Great American Privacy Makeover

Page 9 of 10

Tips for Parents: Who's Watching Your Kids?

Illustration: Joe Zeff
If the Web can be a dangerous place for responsible, savvy adults, imagine the risks for children. However, some of the most troubling responses to PC World's survey came from parents. Surprisingly, the survey indicated that respondents with children who go online are significantly less concerned about invasive and insecure practices than those without kids. Moreover, only 51 percent of parents said they talk to their kids about using the Net, and just 55 percent set limits on their kids' Internet use. Finally, a mere 8 percent use software to monitor their kids' online travels.

Although there are laws on the books that help protect the Internet's youngest users, parents are ultimately the ones responsible for safeguarding their children online. Here are several tips to ensure that your kids surf safely.

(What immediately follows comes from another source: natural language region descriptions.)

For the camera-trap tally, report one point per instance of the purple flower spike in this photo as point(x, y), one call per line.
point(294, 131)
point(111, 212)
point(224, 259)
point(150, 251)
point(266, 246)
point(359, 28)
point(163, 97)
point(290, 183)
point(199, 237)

  1. Set limits. Restrict your child's time online, and be familiar with sites they visit. Consider using a tool--such as such as BioNet's Net Nanny, Solid Oak Software's Cybersitter, or Webroot's ChildSafe--that filters or monitors your child's Internet use, especially if you have younger children. Many ISPs let you set parameters for online activity; AOL, for example, lets parents specify filtering settings depending on the child's age, so younger browsers might be allowed to visit only a few select sites, while teens browse more freely.
  2. Talk to your kids about the Internet's dangers. If they are old enough to surf the Web on their own, explain that people online aren't necessarily who they say they are. Never allow them to arrange a personal meeting with someone they meet online.
  3. Teach them not to share personally identifiable information. Tell children never to give out their last name, address, or phone number, or the name of their school, for example. Also, never allow them to e-mail or post a photograph of themselves online.
  4. Teach kids never to open e-mail file attachments. Most viruses and worms propagate that way and may be sent inadvertently by people you know. If you expect something via e-mail, scan it for viruses before opening it, to be safe. Instruct kids to tell you or a teacher if they receive a file or a Web page that they're uncomfortable with.
  5. Monitor instant messaging and chat rooms. Know who your kids are IMing with. If they use a cell phone to IM, for example, check the statement for unfamiliar numbers. Limit or monitor the chat rooms they can access; tools such as Net Nanny can help.
  6. Regularly check your children's PC for new programs. Popular file-sharing applications and the like often come with adware or spyware, which may collect and then report information about your kids' surfing habits. A program such as Ad-aware or Spybot Search and Destroy can eliminate these unwanted apps.
  7. Skim the privacy policies of sites your children often visit. Glance through the text to see what information the site collects, and with whom it shares that data.